No more Hoff beef injections!
America’s got talent but America’s Got Talent (AGT) does not have The Hoff. Sup with that?!?
In the upcoming season AGT has replaced David Hasselhoff with Howie Mandel. Howie is cool and all, but he is no Hoff.
What are we going to get now? A steady diet of Howieisms? No way!
Seriously. WTF? I can only surmise the Hoff-man got Hoff-fired. No way he was going to get a better gig so I can’t imagine he quit. And too bad, really. He really gave the show the zing of zaniness that it really needed. If he was fired I say, “Hoff with their heads!”
Will I watch AGT this season? Probably not. It just too much damn change. Besides, I’m still busy pulling extra shifts trying to save up to buy my Kevin Skinner album.
We may sit in our ivory towers and make fun of The Hoff. We may feel secure up on our higher ground as we look down and chuckle at his antics. He’s a guilty pleasure, we tell ourselves. But no matter how much we claim otherwise, we just can’t help hanging ten as we surf that slippery slope that we call Hoff. It’s not highbrow. It’s not lowbrow. It’s Hoffbrow. And we has gots to haves it.

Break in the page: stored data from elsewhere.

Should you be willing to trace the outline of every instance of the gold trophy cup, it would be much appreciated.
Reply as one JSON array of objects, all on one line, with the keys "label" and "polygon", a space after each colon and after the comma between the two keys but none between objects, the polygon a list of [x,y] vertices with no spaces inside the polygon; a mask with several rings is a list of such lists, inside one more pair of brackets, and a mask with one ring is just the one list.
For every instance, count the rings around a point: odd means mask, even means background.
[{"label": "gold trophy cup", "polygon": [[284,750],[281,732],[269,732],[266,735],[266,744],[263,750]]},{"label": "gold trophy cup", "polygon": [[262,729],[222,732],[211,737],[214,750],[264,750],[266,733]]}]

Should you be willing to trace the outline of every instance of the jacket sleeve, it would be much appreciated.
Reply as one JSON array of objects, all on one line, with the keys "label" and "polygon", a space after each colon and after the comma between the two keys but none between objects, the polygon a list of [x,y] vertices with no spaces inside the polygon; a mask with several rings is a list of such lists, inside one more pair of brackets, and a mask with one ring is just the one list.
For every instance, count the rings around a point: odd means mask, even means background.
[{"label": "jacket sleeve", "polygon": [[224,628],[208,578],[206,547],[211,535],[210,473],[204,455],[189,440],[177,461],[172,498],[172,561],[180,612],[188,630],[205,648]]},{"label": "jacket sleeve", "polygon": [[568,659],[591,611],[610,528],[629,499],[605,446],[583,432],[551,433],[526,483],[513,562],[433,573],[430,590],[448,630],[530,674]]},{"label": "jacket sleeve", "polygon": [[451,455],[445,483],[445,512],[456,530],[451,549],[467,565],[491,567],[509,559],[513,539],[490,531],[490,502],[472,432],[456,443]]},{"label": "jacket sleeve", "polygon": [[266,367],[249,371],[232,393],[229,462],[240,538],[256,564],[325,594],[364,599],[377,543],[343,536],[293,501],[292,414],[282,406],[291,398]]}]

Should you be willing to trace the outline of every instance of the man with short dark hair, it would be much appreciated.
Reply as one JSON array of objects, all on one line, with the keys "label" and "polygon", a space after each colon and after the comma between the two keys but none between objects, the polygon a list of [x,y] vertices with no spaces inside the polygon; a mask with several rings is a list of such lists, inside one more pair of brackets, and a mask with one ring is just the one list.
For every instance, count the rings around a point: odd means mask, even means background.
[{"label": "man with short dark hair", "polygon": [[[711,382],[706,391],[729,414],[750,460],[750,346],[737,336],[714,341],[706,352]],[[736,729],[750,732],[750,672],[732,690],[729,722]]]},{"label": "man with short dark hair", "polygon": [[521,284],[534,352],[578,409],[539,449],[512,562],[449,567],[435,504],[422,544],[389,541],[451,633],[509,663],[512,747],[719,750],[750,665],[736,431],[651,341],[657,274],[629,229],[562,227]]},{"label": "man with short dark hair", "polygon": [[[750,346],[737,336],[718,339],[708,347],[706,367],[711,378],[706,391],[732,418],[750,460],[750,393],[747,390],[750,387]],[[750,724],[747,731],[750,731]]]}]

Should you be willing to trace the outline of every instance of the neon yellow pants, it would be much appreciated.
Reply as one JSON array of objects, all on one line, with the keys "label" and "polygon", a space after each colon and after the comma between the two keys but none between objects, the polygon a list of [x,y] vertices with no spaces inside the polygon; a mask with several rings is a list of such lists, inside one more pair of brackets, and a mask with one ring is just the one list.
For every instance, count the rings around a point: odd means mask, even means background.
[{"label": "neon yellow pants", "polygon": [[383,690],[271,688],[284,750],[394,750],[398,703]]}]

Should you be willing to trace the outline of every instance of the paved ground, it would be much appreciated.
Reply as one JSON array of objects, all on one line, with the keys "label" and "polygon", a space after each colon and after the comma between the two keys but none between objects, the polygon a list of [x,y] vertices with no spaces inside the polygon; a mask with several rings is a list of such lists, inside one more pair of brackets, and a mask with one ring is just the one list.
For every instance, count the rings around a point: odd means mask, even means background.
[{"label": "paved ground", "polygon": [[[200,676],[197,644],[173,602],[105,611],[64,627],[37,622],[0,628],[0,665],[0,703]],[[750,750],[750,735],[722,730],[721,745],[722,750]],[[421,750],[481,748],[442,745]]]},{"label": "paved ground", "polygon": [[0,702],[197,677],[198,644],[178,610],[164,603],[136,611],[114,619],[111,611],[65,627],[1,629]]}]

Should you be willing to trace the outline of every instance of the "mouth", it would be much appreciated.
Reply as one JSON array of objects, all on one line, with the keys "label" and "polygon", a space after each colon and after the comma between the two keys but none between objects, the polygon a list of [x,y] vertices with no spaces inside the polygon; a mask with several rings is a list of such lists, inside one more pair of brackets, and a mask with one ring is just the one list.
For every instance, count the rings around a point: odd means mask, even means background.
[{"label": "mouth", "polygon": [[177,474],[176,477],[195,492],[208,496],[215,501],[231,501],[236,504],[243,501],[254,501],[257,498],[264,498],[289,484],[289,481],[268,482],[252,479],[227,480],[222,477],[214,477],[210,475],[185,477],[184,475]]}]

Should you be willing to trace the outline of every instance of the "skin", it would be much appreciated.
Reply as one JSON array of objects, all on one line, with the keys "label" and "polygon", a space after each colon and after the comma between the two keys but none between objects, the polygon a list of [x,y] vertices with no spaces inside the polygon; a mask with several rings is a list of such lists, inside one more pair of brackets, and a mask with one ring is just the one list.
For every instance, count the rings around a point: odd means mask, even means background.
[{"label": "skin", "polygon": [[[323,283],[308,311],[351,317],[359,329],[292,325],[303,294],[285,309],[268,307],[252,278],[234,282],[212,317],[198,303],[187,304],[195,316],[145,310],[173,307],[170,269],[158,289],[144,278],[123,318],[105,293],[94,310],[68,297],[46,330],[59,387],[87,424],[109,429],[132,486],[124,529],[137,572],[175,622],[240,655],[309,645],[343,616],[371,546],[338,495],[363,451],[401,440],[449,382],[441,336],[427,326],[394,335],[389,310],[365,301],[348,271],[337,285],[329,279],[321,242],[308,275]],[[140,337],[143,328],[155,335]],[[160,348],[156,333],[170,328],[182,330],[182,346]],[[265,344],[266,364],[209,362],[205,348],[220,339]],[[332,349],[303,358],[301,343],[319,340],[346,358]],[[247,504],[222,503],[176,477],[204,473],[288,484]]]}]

But, truth be told, we need The Hoff. Without him we are diminished. He satisfies the part of ourselves that seldom sees the light of day. Only The Hoff can feed the beast that lives within.

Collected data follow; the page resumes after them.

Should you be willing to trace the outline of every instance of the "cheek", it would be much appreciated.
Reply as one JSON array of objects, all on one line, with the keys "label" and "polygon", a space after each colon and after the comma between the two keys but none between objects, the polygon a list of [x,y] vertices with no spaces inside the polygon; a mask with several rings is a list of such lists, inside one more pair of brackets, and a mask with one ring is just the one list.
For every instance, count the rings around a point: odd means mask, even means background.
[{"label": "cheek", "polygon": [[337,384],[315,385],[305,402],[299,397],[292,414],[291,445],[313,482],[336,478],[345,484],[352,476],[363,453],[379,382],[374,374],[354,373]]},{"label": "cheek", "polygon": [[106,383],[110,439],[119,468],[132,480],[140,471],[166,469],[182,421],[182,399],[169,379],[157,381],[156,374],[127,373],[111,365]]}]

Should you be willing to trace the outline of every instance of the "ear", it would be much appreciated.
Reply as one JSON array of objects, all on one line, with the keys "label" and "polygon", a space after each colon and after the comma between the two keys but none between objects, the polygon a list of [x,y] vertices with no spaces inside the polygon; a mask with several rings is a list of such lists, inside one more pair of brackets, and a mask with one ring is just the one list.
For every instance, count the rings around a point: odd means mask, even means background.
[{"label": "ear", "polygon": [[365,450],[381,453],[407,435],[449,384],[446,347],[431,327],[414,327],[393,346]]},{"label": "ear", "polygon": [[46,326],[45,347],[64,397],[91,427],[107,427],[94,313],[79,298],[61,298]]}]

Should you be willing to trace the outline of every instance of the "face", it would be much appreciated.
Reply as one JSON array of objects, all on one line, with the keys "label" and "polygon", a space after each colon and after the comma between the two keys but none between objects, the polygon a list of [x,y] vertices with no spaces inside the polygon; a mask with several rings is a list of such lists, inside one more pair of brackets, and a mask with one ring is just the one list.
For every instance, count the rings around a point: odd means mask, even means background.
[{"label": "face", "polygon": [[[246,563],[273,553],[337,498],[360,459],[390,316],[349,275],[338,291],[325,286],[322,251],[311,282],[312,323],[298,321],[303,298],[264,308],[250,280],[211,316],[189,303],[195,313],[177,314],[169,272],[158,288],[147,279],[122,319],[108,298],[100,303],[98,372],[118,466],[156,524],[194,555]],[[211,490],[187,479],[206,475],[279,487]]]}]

Hoff has announced publicly that a new program “which will be announced very shortly” is his reason for leaving the show. I call hoffshiat on that. And seriously, Hoff, trust me on this, if you are planning The Grandson of Knight Rider, don’t do it! It’s not worth it!

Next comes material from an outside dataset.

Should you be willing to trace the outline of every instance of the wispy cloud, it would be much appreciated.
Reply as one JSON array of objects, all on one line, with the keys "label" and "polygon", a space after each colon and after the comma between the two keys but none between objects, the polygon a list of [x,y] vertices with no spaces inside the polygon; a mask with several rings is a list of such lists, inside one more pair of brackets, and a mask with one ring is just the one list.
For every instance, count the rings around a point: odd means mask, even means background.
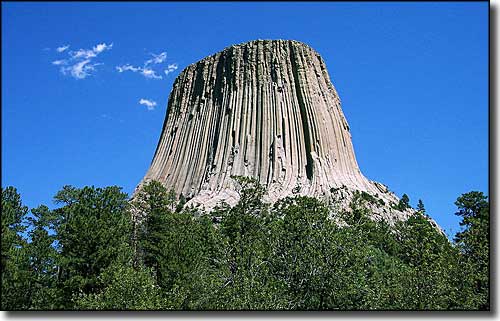
[{"label": "wispy cloud", "polygon": [[57,47],[56,51],[57,52],[63,52],[64,50],[66,50],[68,48],[69,48],[69,45],[64,45],[64,46],[61,46],[61,47]]},{"label": "wispy cloud", "polygon": [[149,79],[163,79],[161,75],[158,75],[153,69],[148,67],[135,67],[130,64],[127,64],[123,66],[116,66],[116,70],[118,70],[118,72],[120,73],[124,71],[138,72],[144,77]]},{"label": "wispy cloud", "polygon": [[79,49],[77,51],[70,51],[69,54],[71,55],[71,58],[73,58],[73,59],[78,59],[78,58],[89,59],[89,58],[97,57],[97,54],[92,49],[88,49],[88,50],[87,49]]},{"label": "wispy cloud", "polygon": [[73,76],[73,78],[76,79],[84,79],[90,76],[93,71],[95,71],[95,66],[102,65],[102,63],[91,64],[90,61],[90,59],[86,59],[72,66],[62,67],[61,72],[64,75],[70,74],[71,76]]},{"label": "wispy cloud", "polygon": [[103,52],[104,50],[110,50],[111,48],[113,48],[113,44],[105,44],[105,43],[100,43],[98,45],[96,45],[94,48],[92,48],[92,50],[96,53],[96,54],[99,54],[101,52]]},{"label": "wispy cloud", "polygon": [[113,48],[113,44],[105,44],[105,43],[100,43],[97,44],[94,48],[92,49],[79,49],[77,51],[70,51],[70,55],[74,59],[78,58],[84,58],[84,59],[89,59],[89,58],[94,58],[97,57],[98,54],[105,50],[110,50]]},{"label": "wispy cloud", "polygon": [[143,68],[141,71],[141,74],[144,77],[150,78],[150,79],[162,79],[163,78],[162,76],[157,75],[153,69],[149,69],[149,68]]},{"label": "wispy cloud", "polygon": [[168,65],[167,69],[164,70],[165,71],[165,75],[168,76],[169,73],[177,70],[177,68],[179,68],[179,66],[177,66],[177,64],[170,64],[170,65]]},{"label": "wispy cloud", "polygon": [[146,106],[148,110],[154,110],[156,107],[156,101],[145,98],[141,98],[141,100],[139,100],[139,104]]},{"label": "wispy cloud", "polygon": [[66,65],[68,62],[66,60],[54,60],[52,61],[53,65],[59,66],[59,65]]},{"label": "wispy cloud", "polygon": [[118,70],[118,72],[124,72],[124,71],[138,72],[141,70],[141,68],[126,64],[123,66],[116,66],[116,70]]},{"label": "wispy cloud", "polygon": [[[122,66],[116,66],[116,70],[120,73],[124,71],[136,72],[148,79],[163,79],[161,71],[158,72],[155,71],[152,65],[157,65],[165,62],[167,60],[167,53],[166,52],[162,52],[160,54],[151,53],[151,56],[153,56],[153,58],[146,60],[142,67],[126,64]],[[176,69],[177,69],[176,63],[168,65],[167,69],[165,69],[165,75],[168,75],[169,73],[171,73]]]},{"label": "wispy cloud", "polygon": [[141,75],[143,75],[146,78],[149,79],[162,79],[163,77],[161,75],[158,75],[153,69],[148,68],[148,67],[134,67],[130,64],[123,65],[123,66],[116,66],[116,70],[118,72],[124,72],[124,71],[132,71],[132,72],[138,72]]},{"label": "wispy cloud", "polygon": [[[58,47],[56,50],[59,53],[66,51],[70,45]],[[96,58],[100,53],[106,50],[111,50],[113,44],[100,43],[92,49],[78,49],[69,51],[69,58],[59,59],[52,62],[53,65],[61,66],[59,71],[63,75],[70,75],[75,79],[84,79],[96,71],[96,66],[103,63],[92,63],[92,59]]]},{"label": "wispy cloud", "polygon": [[165,60],[167,60],[167,53],[162,52],[161,54],[155,55],[154,53],[151,54],[153,58],[146,60],[144,63],[144,66],[150,65],[150,64],[161,64]]}]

My gut tells me this mysterious other program is just a smokescreen. So it’s up to people like you and me to do what we can. Hoffer, if you read this, call me, and you can help me organize a benefit concert I have planned to help you through this difficult time: Hoff Aid.
Now that I think about it, maybe it’s a reality TV show staring none other than The Hoff. I found this on the net:
Meet the Hasselhoffs!
America’s Got Talent: Hoff Beef Injection
When not previously committed to playing an old guy in a Knight Rider spin off, eating a hamburger, or video taping himself while drunk, American celebrity David Hasselhoff somehow also finds the time to be a staple on the hit TV show America’s Got Talent.
I find it hard to take my eyes off him. It’s a lot like looking at an automobile accident. You just can’t help yourself. (I personally think this is in our DNA and passed down as a survival instinct. You had to look at what killed that other thing just in case it might be something that could kill you. Those with this instinct lived to pass on their genes.)
David, or as he likes to call himself, The Hoff, stands on stage and the TV audience goes wild. He raises his arms up in the air. Again the audience goes wild.
The really compelling stuff, though, is what comes out of his mouth. He has adopted the practice of taking existing words and modifying them by adding his name “Hoff” in the word.
That performance was HOFF the charts!
That was HOFFtastic!
These “hoffisms,” if that term may be permitted, can often turn out to be an entertaining part of the show. What will he come up with next, we wonder? Just how low can he go in his shameless self-promotion? The Hoff stuff has risen to the level of being a gimmick for the overall show. How did that happen?
Watching The Hoff “judge” the various acts on their “talent” he seems to have a special and pronounced penchant for the ladies. As he leers and makes lewd comments, somehow I just know the lecherous old man would love to take some of the female contestants out to sample their hofferings.
That’s when I had the idea to come up with a hoffism of my very own.
Go give ’em the hoff beef injection, David!
I’m sure they’ll appreciate the hoffgasms.